Rampa accessibile per carrozzineÈ sorprendente quanto sia terribilmente facile considerare la propria esperienza come universale, dando per scontato che i luoghi che abitiamo o attraversiamo vadano bene così come sono o che, al massimo, il loro unico sviluppo possibile sia un progresso tecnologico. Eppure il modo in cui le città sono progettate e costruite, e le politiche che le governano, hanno conseguenze sulla qualità della vita di miliardi di persone. A viverci, oggi è oltre il 55% della popolazione mondiale, ma i centri urbani continueranno a essere ancor più densamente abitati, tanto che nel 2050 la percentuale dovrebbe arrivare al 68%. Nei prossimi trent’anni, alle città si aggiungeranno circa 2 miliardi e mezzo di persone e 1 miliardo di veicoli, ma la maggior parte delle infrastrutture necessarie devono ancora essere costruite. Ci troviamo in un possibile momento di svolta: le decisioni che prendiamo determineranno se continueremo a crescere in modo frammentato e insostenibile, non sicuro e inquinante, o se invece saremo capaci di creare un futuro sostenibile e più inclusivo.
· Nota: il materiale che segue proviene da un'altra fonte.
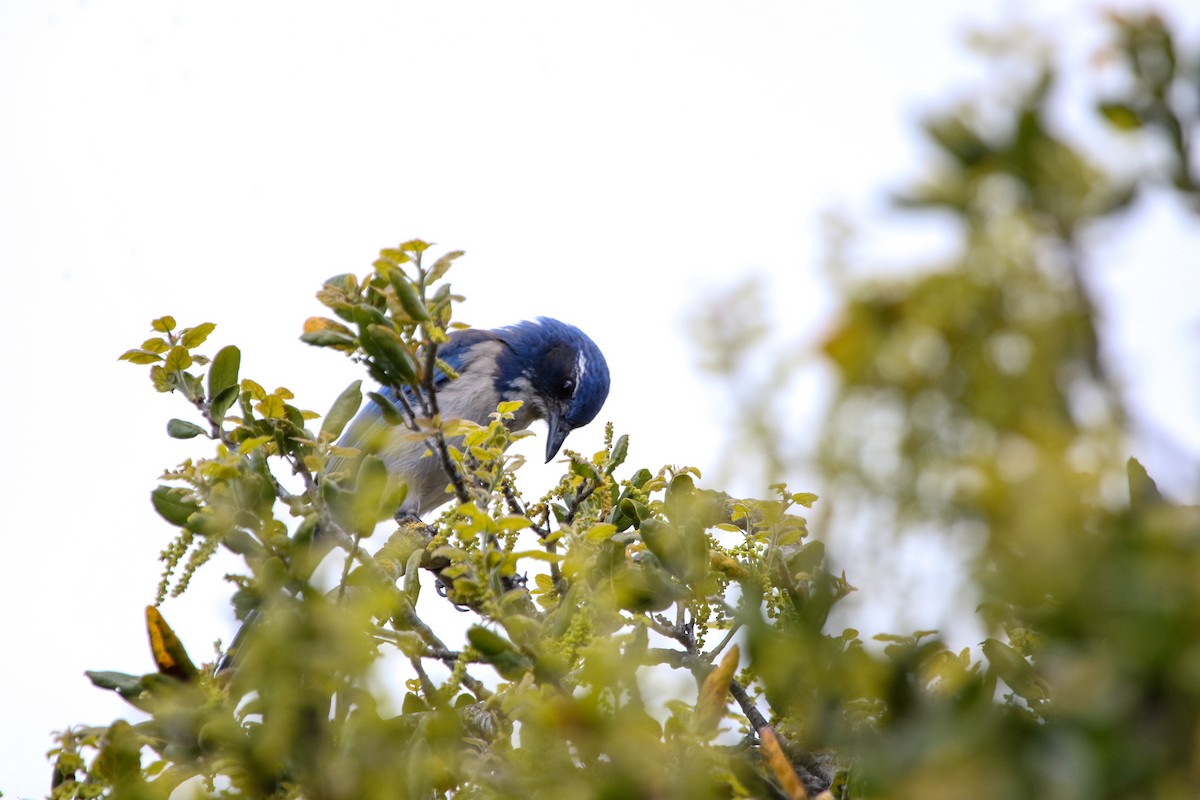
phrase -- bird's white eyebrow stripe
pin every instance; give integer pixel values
(581, 367)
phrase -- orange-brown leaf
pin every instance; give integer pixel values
(783, 768)
(715, 689)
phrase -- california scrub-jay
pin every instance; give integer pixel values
(555, 370)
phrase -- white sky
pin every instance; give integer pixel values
(611, 164)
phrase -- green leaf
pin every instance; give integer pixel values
(327, 337)
(173, 504)
(168, 651)
(391, 413)
(178, 359)
(369, 494)
(1014, 671)
(343, 410)
(183, 429)
(192, 337)
(223, 374)
(442, 265)
(617, 457)
(139, 356)
(156, 344)
(408, 298)
(804, 498)
(124, 684)
(252, 444)
(601, 531)
(394, 256)
(390, 349)
(1121, 116)
(538, 555)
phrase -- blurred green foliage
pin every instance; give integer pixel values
(971, 396)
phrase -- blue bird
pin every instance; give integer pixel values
(553, 368)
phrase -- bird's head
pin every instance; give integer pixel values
(557, 372)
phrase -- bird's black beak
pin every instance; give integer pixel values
(557, 434)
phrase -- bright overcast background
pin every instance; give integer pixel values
(612, 164)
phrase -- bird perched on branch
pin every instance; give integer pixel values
(553, 368)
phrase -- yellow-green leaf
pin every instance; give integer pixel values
(195, 336)
(139, 356)
(601, 531)
(168, 651)
(178, 359)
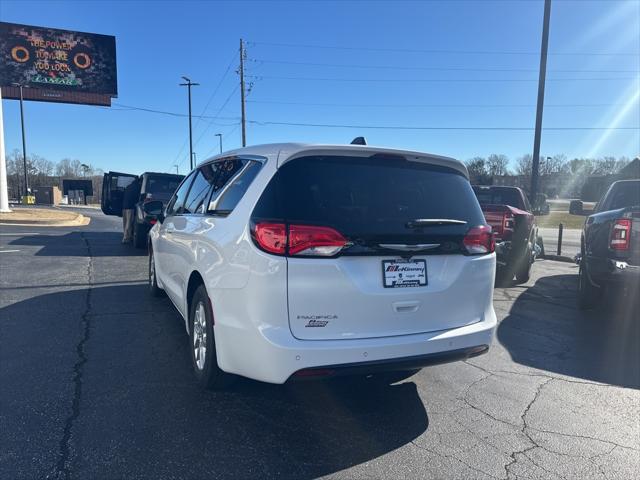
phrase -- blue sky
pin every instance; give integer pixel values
(409, 64)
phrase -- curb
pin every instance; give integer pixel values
(79, 220)
(559, 258)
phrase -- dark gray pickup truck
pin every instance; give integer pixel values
(609, 257)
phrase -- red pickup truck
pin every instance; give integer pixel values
(508, 212)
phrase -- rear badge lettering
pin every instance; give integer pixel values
(317, 320)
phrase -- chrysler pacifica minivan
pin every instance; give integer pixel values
(293, 261)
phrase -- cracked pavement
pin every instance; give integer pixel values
(95, 382)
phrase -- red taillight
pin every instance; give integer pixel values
(311, 240)
(508, 222)
(620, 234)
(301, 240)
(271, 237)
(479, 240)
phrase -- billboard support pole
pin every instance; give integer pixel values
(24, 146)
(242, 102)
(4, 192)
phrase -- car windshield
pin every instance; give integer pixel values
(625, 194)
(501, 196)
(162, 184)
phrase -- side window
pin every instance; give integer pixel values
(232, 193)
(199, 191)
(177, 201)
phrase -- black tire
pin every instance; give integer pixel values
(139, 235)
(504, 275)
(589, 295)
(541, 245)
(204, 361)
(154, 289)
(523, 270)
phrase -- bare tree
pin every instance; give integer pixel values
(477, 168)
(524, 165)
(497, 164)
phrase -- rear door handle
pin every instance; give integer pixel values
(406, 307)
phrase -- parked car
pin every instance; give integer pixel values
(294, 261)
(610, 245)
(153, 186)
(508, 212)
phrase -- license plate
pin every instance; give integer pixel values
(403, 274)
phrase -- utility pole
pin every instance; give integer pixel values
(24, 143)
(189, 84)
(244, 123)
(4, 190)
(540, 106)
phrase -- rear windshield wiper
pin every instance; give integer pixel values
(430, 222)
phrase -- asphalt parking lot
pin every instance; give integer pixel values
(95, 382)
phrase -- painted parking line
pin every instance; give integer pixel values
(19, 234)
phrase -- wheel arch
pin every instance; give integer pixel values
(195, 280)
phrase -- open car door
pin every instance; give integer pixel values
(113, 185)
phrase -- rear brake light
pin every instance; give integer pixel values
(620, 234)
(301, 240)
(312, 240)
(479, 240)
(271, 237)
(508, 222)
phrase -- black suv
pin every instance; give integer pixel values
(153, 187)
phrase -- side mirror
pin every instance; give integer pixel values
(576, 207)
(153, 211)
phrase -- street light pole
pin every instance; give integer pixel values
(540, 104)
(189, 84)
(24, 142)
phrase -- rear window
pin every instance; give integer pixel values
(373, 196)
(499, 196)
(162, 184)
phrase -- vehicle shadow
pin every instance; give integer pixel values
(73, 244)
(545, 330)
(139, 402)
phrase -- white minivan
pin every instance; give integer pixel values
(293, 261)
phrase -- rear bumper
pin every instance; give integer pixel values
(604, 271)
(273, 355)
(390, 365)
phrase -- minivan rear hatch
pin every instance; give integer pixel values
(405, 265)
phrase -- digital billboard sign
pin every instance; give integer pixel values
(61, 60)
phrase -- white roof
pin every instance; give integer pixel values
(283, 152)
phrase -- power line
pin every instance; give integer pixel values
(173, 114)
(431, 80)
(215, 116)
(434, 69)
(458, 52)
(435, 105)
(215, 91)
(398, 127)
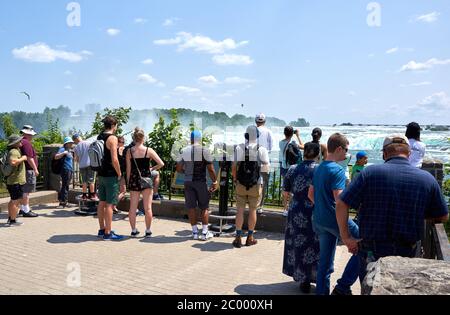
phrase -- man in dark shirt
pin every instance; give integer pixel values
(394, 200)
(32, 172)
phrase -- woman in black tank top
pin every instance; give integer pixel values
(138, 160)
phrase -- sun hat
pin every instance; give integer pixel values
(395, 139)
(28, 130)
(361, 154)
(68, 140)
(14, 139)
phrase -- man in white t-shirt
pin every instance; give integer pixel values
(265, 140)
(249, 158)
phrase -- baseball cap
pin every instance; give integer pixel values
(396, 138)
(196, 135)
(67, 140)
(361, 154)
(260, 118)
(28, 130)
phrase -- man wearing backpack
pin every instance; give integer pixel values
(14, 170)
(32, 172)
(246, 170)
(194, 161)
(65, 153)
(86, 173)
(290, 155)
(109, 175)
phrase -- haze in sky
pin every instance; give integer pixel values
(384, 62)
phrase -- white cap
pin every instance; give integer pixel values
(260, 118)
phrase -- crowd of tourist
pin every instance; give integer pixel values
(392, 200)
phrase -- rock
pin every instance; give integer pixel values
(406, 276)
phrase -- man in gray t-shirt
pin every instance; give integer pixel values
(194, 161)
(86, 173)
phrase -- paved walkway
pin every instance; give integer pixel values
(45, 254)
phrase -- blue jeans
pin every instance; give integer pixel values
(328, 238)
(66, 178)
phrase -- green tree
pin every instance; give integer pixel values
(122, 115)
(8, 126)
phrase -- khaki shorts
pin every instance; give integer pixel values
(244, 196)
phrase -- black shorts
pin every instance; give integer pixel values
(196, 195)
(15, 191)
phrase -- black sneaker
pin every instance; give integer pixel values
(29, 214)
(12, 223)
(135, 234)
(338, 292)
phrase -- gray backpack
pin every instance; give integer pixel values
(96, 153)
(5, 168)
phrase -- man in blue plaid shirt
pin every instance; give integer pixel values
(393, 199)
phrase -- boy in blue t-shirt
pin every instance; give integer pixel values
(328, 183)
(65, 153)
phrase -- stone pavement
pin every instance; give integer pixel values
(59, 253)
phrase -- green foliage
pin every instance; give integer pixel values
(164, 136)
(8, 126)
(301, 122)
(122, 115)
(52, 135)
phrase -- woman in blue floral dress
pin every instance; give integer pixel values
(301, 252)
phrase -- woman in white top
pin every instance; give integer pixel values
(418, 148)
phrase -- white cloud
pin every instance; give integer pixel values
(140, 21)
(113, 32)
(238, 80)
(170, 22)
(238, 60)
(208, 80)
(42, 53)
(147, 78)
(436, 102)
(147, 62)
(422, 83)
(187, 90)
(201, 43)
(418, 66)
(392, 50)
(428, 18)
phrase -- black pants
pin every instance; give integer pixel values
(66, 178)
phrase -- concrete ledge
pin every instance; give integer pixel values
(269, 221)
(37, 198)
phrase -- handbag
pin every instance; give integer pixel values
(144, 182)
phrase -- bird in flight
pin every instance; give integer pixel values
(27, 95)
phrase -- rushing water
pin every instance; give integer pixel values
(367, 138)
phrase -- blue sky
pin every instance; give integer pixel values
(288, 58)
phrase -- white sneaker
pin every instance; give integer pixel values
(207, 236)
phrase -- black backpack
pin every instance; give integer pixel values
(57, 165)
(249, 171)
(293, 154)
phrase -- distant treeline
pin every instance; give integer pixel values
(82, 120)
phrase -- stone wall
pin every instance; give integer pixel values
(405, 276)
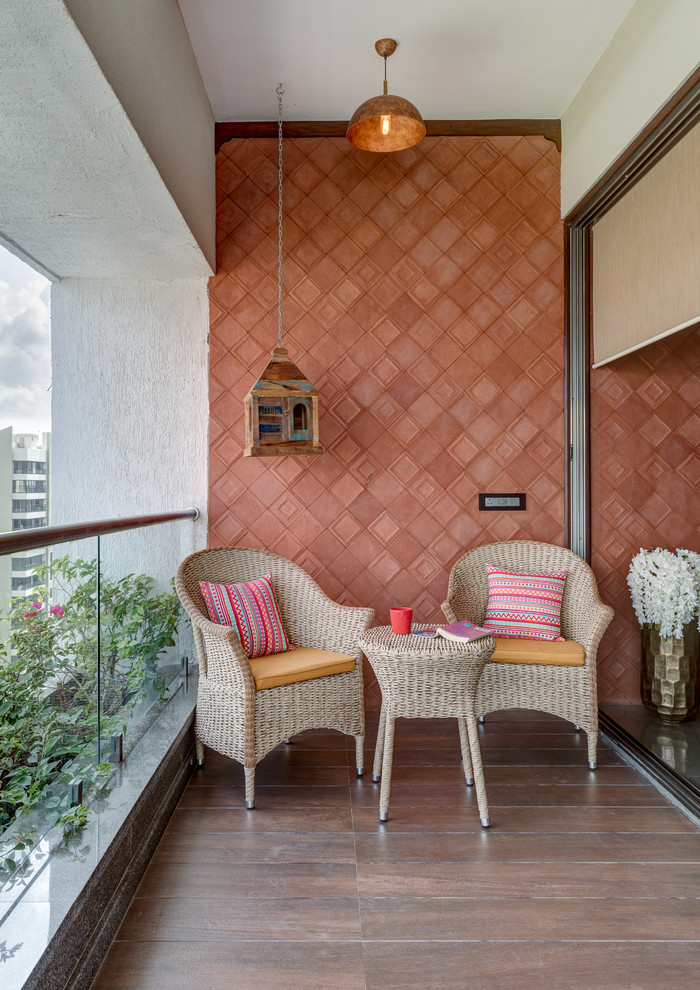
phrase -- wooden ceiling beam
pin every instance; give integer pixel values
(549, 128)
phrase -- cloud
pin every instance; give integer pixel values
(25, 351)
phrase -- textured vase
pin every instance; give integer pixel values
(670, 682)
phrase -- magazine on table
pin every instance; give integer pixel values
(458, 632)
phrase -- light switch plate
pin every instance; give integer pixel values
(502, 501)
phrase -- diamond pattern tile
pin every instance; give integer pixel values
(645, 476)
(424, 299)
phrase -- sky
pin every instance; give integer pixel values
(25, 347)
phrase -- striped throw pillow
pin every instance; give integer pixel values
(524, 606)
(251, 608)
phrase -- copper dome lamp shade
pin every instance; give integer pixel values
(385, 123)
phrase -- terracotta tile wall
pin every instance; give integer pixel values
(645, 482)
(423, 298)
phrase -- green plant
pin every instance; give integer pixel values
(49, 702)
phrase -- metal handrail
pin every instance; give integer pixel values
(42, 536)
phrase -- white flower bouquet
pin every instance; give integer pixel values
(665, 587)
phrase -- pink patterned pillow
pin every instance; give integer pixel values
(524, 606)
(251, 608)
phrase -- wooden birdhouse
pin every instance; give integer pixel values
(281, 411)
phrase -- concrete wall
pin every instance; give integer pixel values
(653, 52)
(129, 409)
(145, 53)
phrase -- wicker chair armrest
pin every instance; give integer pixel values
(448, 611)
(597, 618)
(331, 626)
(224, 660)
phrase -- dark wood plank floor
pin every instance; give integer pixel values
(586, 881)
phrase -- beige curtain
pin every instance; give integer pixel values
(646, 257)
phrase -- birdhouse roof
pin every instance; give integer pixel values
(282, 377)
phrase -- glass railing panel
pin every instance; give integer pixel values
(49, 707)
(145, 640)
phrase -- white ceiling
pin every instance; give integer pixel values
(457, 59)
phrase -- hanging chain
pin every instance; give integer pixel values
(280, 94)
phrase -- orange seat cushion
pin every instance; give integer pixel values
(566, 654)
(303, 664)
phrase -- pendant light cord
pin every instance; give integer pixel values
(280, 94)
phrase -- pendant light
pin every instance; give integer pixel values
(385, 123)
(281, 409)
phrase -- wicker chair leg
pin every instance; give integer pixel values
(379, 747)
(386, 767)
(249, 787)
(466, 752)
(360, 755)
(592, 750)
(481, 800)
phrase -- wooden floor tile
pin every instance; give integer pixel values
(397, 847)
(257, 847)
(222, 880)
(229, 919)
(263, 819)
(511, 819)
(521, 880)
(267, 796)
(530, 965)
(227, 965)
(405, 794)
(508, 918)
(585, 881)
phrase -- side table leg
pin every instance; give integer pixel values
(379, 748)
(386, 767)
(466, 751)
(478, 771)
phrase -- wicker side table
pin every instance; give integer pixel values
(427, 678)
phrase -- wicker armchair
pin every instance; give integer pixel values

Sono sempre di più, infatti, i comuni impegnati in progetti per gestire le risorse in modo intelligente, diventare economicamente sostenibili ed energeticamente autosufficienti, e attenti alla qualità della vita e ai bisogni dei propri cittadini. Si tratta di trasformare le nostre città in smart cities, cioè un luogo “in cui le reti e i servizi tradizionali sono resi più efficienti con l’uso di tecnologie digitali e di telecomunicazione a beneficio dei suoi abitanti e del business”, secondo la definizione della Commissione europea. Tecnologiche, veloci e sostenibili, le smart cities dovrebbero essere anche aperte, universali, agibili. Non possiamo più permetterci trasformazioni che non siano inclusive: le città del futuro sono accessibili e appartengono a tutte e tutti.

Oggi non è ancora così. Per le persone con disabilità, infatti, la mobilità si rivela uno dei problemi più difficili da superare a causa delle barriere architettoniche, gli impedimenti materiali e concreti che limitano la mobilità delle persone, e percettive, quelle, per esempio, che rendono scarsamente conoscibile l’ubicazione degli edifici di uso pubblico, e che risultano ostili a persone cieche o sorde. Ostacoli che non permettono di partecipare alla vita civile in maniera autonoma e che impediscono di spostarsi liberamente, anche solo per raggiungere strutture sanitarie, scuole, luoghi di lavoro o di socialità. Secondo un rapporto dell’Istat del 2019, in Italia le persone con disabilità sono 3,1 milioni, pari al 5,2% della popolazione: l’Istituto rileva coloro che riferiscono di avere limitazioni, a causa di problemi di salute, nello svolgimento di attività ordinarie ma ammette che, pur essendo un primo passo, è una modalità che non consente davvero di avere una fotografia adeguata. Nell’Unione europea, il numero di persone disabili supera gli 80 milioni: cittadini e cittadine che non sempre riescono ad avere un eguale accesso ai servizi delle città e a beneficiare della loro crescita economica. Inoltre, la presenza di barriere architettoniche investe in maniera più o meno diretta anche la vita di altre persone, come anziani con difficoltà di deambulazione e genitori con passeggini. Luoghi più accessibili sono infatti posti migliori per tutti.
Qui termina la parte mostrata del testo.